Il y avait dans le salon de Mme de B. un grand paravent de
laque. Ce paravent cachait une porte ; mais il s’étendait aussi près
d’une des fenêtres, et, entre le paravent et la fenêtre, se trouvait
une table où je dessinais quelquefois. Un jour, je finissais avec
application une miniature : absorbée par mon travail, j’étais restée
longtemps immobile, et sans doute Mme de B. me croyait sortie,
lorsqu’on annonça une de ses amies, la marquise de … C’était une
personne d’une raison brusque, d’un esprit tranchant, positive
jusqu’à la sécheresse ; elle portait ce caractère dans l’amitié : les
sacrifices ne lui coûtaient rien pour le bien et pour l’avantage de
ses amis ; mais elle leur faisait payer cher ce grand attachement.

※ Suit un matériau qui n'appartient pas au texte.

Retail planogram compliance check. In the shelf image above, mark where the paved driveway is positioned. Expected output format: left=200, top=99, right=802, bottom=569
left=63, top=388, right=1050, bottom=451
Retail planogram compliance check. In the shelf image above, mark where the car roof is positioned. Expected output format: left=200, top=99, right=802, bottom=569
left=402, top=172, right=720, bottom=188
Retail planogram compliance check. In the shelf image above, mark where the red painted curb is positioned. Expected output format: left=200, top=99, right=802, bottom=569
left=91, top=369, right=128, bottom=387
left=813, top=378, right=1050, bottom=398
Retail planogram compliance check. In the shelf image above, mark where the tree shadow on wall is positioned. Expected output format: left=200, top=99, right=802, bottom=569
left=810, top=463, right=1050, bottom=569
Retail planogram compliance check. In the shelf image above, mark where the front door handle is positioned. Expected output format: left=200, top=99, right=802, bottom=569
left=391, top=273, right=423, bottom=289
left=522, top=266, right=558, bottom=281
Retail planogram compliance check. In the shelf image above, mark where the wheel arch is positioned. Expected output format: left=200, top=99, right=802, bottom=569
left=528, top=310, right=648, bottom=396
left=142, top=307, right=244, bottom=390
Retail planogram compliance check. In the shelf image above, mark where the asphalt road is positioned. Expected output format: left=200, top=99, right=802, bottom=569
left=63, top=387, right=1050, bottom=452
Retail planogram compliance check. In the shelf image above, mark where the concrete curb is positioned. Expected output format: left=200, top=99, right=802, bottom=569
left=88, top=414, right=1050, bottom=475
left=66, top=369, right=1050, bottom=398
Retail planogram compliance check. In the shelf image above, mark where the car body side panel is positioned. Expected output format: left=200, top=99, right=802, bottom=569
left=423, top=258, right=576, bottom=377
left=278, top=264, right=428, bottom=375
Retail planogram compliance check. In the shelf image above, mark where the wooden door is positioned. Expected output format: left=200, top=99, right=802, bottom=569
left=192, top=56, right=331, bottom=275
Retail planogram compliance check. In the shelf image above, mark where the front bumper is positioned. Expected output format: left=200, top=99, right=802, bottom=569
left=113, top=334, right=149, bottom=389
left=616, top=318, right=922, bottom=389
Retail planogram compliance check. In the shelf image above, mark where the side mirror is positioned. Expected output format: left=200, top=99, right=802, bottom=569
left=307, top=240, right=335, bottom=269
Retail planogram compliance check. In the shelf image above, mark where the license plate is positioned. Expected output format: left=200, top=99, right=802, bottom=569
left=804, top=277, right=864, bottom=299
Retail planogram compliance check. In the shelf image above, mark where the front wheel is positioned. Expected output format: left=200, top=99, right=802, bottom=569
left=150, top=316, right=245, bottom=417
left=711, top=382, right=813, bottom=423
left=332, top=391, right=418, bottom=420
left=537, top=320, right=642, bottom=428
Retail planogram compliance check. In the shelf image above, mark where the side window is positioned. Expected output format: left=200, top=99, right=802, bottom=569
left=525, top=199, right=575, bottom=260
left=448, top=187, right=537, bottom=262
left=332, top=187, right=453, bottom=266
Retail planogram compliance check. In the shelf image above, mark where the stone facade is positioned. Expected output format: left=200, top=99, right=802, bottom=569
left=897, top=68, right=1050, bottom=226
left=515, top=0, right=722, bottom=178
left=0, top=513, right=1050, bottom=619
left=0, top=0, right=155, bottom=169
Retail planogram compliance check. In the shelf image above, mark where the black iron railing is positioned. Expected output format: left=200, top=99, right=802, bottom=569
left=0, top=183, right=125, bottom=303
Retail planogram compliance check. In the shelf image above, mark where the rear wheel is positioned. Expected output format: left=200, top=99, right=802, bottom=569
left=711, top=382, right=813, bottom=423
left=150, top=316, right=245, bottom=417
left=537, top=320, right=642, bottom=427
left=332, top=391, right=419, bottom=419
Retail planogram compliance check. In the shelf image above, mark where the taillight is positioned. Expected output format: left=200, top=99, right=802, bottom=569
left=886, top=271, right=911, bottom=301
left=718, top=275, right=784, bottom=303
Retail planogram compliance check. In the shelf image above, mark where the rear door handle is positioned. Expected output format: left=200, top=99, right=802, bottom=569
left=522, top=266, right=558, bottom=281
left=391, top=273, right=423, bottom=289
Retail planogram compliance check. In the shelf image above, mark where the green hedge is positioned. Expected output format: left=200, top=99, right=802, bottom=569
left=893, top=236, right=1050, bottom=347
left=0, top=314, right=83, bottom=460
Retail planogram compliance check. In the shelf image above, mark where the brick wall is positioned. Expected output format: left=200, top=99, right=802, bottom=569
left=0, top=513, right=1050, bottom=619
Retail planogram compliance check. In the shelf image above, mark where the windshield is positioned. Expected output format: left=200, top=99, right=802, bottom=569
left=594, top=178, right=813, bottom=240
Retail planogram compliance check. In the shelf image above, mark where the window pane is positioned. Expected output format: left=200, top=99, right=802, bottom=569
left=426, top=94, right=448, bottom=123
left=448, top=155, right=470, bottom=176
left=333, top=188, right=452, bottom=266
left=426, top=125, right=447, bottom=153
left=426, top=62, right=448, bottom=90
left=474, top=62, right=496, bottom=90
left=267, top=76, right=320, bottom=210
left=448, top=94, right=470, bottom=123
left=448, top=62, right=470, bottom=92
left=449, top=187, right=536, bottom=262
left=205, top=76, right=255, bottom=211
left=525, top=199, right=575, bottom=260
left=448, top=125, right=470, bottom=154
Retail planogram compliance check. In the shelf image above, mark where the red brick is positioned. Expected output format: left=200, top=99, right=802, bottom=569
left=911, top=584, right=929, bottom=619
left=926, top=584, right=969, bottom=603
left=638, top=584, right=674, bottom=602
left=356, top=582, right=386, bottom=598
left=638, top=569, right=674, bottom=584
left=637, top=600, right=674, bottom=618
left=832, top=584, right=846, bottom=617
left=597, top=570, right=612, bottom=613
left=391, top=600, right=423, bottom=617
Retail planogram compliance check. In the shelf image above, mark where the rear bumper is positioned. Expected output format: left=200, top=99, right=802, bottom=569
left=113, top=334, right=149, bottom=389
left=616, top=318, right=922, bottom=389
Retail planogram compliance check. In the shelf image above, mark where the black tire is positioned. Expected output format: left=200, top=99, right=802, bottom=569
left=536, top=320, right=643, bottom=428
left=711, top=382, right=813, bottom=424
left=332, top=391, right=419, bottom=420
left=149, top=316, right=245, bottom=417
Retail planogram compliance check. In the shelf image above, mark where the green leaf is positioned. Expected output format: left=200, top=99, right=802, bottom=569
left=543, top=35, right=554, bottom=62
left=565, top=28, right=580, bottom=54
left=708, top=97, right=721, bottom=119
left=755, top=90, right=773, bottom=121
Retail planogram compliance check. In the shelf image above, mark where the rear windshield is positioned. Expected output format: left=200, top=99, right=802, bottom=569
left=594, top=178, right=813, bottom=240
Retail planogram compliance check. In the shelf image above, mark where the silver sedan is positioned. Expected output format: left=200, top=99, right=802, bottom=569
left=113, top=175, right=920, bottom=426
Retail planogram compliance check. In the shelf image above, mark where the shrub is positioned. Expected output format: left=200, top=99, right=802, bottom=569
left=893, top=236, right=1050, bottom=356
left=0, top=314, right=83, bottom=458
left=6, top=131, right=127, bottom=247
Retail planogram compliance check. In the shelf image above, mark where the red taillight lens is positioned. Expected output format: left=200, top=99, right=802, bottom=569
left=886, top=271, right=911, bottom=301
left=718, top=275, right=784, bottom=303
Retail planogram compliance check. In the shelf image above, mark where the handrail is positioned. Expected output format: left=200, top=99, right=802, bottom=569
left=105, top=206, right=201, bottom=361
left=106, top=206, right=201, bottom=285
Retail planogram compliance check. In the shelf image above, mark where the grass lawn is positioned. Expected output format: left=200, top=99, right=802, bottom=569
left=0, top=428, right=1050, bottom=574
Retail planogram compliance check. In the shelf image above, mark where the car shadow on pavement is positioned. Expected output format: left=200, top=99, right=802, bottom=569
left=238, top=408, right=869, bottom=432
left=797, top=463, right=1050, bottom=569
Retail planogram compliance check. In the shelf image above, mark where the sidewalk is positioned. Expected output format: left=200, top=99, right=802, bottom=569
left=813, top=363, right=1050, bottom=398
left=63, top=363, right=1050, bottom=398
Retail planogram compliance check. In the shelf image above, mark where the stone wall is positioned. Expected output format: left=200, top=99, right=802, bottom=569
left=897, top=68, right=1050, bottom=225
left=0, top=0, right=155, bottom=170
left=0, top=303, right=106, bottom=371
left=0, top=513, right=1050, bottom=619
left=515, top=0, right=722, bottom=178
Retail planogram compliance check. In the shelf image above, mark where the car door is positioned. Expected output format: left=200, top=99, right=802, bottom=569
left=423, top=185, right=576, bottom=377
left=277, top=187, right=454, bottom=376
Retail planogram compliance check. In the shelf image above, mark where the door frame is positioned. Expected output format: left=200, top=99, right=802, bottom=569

Inquisitive et difficile, son exigence égalait son dévouement, et
elle était la moins aimable des amies de Mme de B. Je la
craignais, quoiqu’elle fût bonne pour moi ; mais elle l’était à sa
manière : examiner, et même assez sévèrement, était pour elle un
signe d’intérêt. Hélas ! j’étais si accoutumée à la bienveillance,
que la justice me semblait toujours redoutable. « Pendant que
nous sommes seules, dit Mme de … à Mme de B., je veux vous
parler d’Ourika223 : elle devient charmante, son esprit est tout à fait
formé, elle causera comme vous, elle est pleine de talents, elle est
piquante, naturelle ; mais que deviendra-t-elle ? et enfin qu’en
ferez-vous ? – Hélas ! dit Mme de B., cette pensée m’occupe
souvent, et, je vous l’avoue, toujours avec tristesse : je l’aime
comme si elle était ma fille ; je ferais tout pour la rendre
heureuse ; et cependant, lorsque je réfléchis à sa position, je la
trouve sans remède. Pauvre Ourika ! je la vois seule, pour
toujours seule dans la vie ! »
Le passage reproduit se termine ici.